Kraft, Mondelez agree to $16M penalty over wheat trading

- BY DAVID ROEDER, BUSINESS & LABOR REPORTER droeder@suntimes.com | @RoederDavi­d

Chicago-based food companies Kraft Heinz and Mondelez Internatio­nal have agreed to jointly pay $16 million to settle long-pending charges that they manipulate­d wheat prices to their advantage in 2011.

The Commodity Futures Trading Commission, the federal regulator of the agricultur­al futures market, first filed the charges in 2015. The agency said the companies, which in 2011 were together under the Kraft name, made a $5.4 million profit on illegal trading.

The settlement was approved last week by U.S. District Judge John Robert Blakey.

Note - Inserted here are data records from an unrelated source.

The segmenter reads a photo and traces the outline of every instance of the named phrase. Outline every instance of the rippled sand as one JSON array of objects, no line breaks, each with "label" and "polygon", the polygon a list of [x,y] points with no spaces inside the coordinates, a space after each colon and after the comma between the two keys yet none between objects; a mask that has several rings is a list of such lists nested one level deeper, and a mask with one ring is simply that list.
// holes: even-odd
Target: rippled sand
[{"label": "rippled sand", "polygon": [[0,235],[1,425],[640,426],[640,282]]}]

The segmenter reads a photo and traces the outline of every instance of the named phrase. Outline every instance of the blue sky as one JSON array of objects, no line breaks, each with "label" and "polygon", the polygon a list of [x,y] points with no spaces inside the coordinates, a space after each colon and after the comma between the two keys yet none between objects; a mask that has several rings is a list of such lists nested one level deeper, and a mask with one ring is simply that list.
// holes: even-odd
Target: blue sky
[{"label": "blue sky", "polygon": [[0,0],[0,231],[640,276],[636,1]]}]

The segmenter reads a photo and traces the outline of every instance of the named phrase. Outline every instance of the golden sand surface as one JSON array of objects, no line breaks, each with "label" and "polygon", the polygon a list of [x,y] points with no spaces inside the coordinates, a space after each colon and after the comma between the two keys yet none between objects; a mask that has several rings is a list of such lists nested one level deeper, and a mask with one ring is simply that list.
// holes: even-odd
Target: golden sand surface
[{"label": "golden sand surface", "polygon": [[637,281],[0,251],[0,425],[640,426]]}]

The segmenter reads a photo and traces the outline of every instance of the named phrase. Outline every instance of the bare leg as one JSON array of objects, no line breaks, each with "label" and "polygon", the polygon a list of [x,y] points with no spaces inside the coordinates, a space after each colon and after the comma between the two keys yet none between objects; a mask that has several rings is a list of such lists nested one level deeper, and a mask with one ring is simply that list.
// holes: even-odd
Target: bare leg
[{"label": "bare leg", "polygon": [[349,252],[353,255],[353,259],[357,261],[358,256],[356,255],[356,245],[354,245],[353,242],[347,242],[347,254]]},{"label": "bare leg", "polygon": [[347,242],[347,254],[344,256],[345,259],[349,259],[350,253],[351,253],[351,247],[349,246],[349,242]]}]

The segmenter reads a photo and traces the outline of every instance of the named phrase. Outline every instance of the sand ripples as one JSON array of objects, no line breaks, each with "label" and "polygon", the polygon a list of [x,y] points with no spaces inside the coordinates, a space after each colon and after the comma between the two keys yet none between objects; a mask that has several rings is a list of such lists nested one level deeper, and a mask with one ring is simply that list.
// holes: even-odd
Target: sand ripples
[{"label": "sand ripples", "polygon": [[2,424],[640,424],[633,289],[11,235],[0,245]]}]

It includes no admission of wrongdoing.

The $16 million penalty was first agreed to in 2019, but the case became complicate­d when two commission­ers of the CFTC issued comments about it in a news release. The companies charged that the comments violated an agreement that all parties would remain silent about the case.

Blakey criticized the CFTC’s conduct and wanted to subpoena the two commission­ers, Dan Berkovitz and Rostin Behnam. In 2019, the 7th Circuit Court of Appeals ruled the commission­ers were free to comment on a case. Behnam is now chairman of the five-member CFTC and Berkovitz is no longer a commission­er.

The settlement said Mondelez must pay the penalty but that both companies are liable. It’s not known if Kraft and Mondelez have their own agreement to share the cost. Neither company responded to a request for comment.

The CFTC alleged the former Kraft devised a strategy in the late summer 2011 to counteract high prices for cash wheat. It said the company purchased 3,000 futures contracts expiring in December 2011, costing about $90 million, sending the market a false signal that it would use the wheat when in fact it was far more than it needed.

The CFTC said the real aim was to profit from trading in futures expiring later than December 2011 and to drive down the price of cash wheat to meet real needs. It also said the company exceeded speculativ­e position limits establishe­d by the Chicago Board of Trade.